PRESIDENTE. Non cambi argomento. Le sto dicendo che ieri era assente e proprio ieri sono state accolte...

MARCO MINNITI. Le ribadisco che la mia presenza non la riguarda, signor presidente; la prego di non commentarla più!

PRESIDENTE. ...sono state accolte diverse proposte emendative presentate dall'opposizione; quindi, quando lei osserva che le proposte dell'opposizione sono sistematicamente respinte, fa un'affermazione inesatta. Che poi lei sia presente o meno, non potrebbe importarmene meno! Ma tengo a rispondere a quanto lei ha osservato.
In secondo luogo, l'adesione o il rifiuto dell'opposizione alla sede legislativa non rappresentano né un favore alla maggioranza né uno sgarbo alla stessa. Infatti, il discorso non riguarda la maggioranza né l'opposizione, ma quanti sono interessati all'approvazione del provvedimento. Se, tutti d'accordo, proseguiamo l'iter in sede legislativa anziché rimettere il provvedimento all'esame della Assemblea, guadagniamo tempo nell'interesse non della maggioranza ma dei destinatari della legge. Se lei, invece, ritiene che il mancato accoglimento di una proposta emendativa induca il suo gruppo ad un ripensamento, non danneggia la maggioranza; lei fa uno sgarbo o, se vuole, impone un ritardo a quanti sono interessati all'approvazione del provvedimento. Quindi, se, a nome del gruppo di appartenenza, lei dovesse manifestare l'intenzione di ritirare il consenso alla sede legislativa, ne prenderò atto; il provvedimento sarà conseguentemente esaminato secondo la via ordinaria.
Comunque, siccome ho sinora il consenso necessario per l'esame del provvedimento in legislativa, al termine della discussione fisserò il termine per la presentazione delle proposte emendative sicché, se lo riterrete, presenterete le vostre. Quindi, il Governo si esprimerà, la maggioranza anche e, una volta compiuta tale fase, il suo gruppo potrà prendere le relative decisioni.

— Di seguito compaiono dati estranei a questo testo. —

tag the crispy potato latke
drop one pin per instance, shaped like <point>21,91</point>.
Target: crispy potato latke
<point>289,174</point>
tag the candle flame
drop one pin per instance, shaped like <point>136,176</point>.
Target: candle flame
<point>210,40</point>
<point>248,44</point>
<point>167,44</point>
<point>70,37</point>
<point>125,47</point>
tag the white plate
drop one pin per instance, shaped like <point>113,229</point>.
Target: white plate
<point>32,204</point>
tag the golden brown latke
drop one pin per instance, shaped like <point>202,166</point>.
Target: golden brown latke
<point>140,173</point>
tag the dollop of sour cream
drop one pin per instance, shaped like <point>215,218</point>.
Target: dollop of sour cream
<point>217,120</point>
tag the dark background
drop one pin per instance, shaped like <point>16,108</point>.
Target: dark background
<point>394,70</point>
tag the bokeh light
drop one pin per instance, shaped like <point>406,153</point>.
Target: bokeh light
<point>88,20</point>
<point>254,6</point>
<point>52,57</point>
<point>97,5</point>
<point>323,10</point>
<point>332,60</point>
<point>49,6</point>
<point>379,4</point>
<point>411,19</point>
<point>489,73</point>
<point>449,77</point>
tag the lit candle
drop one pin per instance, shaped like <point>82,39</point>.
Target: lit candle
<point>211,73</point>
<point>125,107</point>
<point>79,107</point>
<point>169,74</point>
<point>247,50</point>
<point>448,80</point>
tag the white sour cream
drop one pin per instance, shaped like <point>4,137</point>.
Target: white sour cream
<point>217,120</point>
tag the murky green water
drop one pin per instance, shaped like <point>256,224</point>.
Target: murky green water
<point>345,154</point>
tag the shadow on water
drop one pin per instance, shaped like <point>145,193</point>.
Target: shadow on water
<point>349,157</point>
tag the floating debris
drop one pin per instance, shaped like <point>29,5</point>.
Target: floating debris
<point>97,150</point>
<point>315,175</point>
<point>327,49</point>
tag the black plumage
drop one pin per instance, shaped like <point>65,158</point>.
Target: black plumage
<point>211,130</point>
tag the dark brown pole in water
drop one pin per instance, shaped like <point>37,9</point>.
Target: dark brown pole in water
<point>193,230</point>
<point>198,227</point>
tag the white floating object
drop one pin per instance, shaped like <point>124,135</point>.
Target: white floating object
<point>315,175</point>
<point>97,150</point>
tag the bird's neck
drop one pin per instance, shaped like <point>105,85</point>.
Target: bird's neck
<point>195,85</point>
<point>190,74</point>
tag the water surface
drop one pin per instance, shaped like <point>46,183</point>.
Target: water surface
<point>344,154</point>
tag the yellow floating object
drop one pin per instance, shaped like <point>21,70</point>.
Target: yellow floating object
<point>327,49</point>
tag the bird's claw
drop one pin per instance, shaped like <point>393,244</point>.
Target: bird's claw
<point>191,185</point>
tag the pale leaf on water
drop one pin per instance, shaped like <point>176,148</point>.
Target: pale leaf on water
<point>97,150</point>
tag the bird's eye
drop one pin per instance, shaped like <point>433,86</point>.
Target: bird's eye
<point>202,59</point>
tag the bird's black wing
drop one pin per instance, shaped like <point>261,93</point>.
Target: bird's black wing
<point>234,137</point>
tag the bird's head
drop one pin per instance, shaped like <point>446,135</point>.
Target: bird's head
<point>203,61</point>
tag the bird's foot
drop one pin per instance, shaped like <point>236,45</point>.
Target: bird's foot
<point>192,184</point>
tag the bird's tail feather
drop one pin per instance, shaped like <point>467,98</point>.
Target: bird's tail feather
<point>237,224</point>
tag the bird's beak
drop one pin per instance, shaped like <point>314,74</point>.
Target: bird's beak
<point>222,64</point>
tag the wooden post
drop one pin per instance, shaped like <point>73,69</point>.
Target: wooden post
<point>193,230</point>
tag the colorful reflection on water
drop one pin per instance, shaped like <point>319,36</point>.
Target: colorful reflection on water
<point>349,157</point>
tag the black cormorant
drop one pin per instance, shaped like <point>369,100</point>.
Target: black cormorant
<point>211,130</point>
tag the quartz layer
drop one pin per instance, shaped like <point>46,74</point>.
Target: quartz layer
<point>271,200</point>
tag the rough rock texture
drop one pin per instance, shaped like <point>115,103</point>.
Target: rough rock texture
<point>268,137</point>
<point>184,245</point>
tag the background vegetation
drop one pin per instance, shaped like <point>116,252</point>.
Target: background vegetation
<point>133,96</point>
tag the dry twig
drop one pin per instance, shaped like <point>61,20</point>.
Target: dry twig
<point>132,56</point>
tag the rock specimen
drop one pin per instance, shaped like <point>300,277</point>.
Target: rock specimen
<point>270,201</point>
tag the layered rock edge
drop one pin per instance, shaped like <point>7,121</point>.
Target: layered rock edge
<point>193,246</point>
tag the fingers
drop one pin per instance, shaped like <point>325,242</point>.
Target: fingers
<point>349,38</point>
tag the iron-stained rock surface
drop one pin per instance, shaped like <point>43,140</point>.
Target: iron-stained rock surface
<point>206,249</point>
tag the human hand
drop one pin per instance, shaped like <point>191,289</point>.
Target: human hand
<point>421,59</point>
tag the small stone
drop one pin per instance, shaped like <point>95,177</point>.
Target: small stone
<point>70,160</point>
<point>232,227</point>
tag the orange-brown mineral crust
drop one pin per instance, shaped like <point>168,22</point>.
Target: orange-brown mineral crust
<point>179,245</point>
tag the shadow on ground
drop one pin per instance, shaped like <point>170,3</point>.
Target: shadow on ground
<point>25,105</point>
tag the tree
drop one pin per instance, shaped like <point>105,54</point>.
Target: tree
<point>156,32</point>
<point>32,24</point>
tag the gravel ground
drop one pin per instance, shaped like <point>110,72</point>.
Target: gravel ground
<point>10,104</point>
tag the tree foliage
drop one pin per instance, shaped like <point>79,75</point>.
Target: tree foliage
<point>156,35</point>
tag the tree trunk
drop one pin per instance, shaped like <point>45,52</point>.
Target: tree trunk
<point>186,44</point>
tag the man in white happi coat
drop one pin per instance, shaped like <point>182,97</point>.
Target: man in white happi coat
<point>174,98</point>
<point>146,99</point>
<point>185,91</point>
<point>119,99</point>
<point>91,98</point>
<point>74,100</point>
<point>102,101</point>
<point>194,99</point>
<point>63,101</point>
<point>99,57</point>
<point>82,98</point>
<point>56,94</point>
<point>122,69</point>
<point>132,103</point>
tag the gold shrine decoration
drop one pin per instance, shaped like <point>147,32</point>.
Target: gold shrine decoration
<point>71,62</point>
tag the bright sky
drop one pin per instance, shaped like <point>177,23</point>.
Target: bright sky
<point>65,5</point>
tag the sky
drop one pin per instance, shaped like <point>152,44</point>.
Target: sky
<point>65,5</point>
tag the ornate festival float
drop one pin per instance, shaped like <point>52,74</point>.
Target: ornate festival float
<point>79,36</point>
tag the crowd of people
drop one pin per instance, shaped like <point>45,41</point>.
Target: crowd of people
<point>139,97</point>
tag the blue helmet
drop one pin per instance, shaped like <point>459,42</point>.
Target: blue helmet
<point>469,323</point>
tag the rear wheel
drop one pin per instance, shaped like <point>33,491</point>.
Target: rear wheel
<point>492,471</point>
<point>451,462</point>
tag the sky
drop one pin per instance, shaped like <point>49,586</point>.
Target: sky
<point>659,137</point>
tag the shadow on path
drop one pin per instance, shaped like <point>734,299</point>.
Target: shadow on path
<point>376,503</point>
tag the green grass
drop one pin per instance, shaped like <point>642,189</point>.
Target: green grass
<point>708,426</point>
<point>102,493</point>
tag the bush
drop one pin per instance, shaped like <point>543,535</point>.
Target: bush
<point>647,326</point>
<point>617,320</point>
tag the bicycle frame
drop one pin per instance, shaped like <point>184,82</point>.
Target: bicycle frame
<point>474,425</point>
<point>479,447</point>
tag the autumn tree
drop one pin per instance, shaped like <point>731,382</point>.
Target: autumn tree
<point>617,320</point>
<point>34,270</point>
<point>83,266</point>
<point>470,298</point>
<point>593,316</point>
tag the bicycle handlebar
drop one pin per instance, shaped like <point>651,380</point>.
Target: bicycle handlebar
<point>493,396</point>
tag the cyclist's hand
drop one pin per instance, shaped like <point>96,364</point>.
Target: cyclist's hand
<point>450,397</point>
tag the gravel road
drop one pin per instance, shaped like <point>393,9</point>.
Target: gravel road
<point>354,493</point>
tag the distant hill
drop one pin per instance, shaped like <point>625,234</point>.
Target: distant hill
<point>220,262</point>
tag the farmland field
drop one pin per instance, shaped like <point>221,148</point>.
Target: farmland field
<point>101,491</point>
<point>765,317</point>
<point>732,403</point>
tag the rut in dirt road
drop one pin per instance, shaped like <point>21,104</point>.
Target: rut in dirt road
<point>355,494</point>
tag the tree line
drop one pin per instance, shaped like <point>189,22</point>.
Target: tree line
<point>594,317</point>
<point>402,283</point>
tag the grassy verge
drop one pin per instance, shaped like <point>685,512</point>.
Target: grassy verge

MARCO MINNITI. Signor presidente, lei sa perfettamente che la discussione circa la proposta emendativa non è questione che repentinamente venga posta in questo momento; è sorta diversi mesi fa, quando è stato avviato l'iter legislativo di questo progetto di legge ed è stata riproposta anche ieri, quando si era quasi deciso di aggiornare i lavori ad oggi per consentire alla maggioranza di dare una risposta al riguardo. Quindi, non vi è un repentino cambiamento nell'orientamento dell'opposizione; piuttosto, si vuole sapere se la maggioranza, che ha manifestato per vie brevi e in quest'aula la disponibilità a considerare la proposta emendativa positivamente, la ritenga o meno accoglibile. Se la ritiene accoglibile, è del tutto evidente che si può procedere oltre; altrimenti, ce lo faccia sapere.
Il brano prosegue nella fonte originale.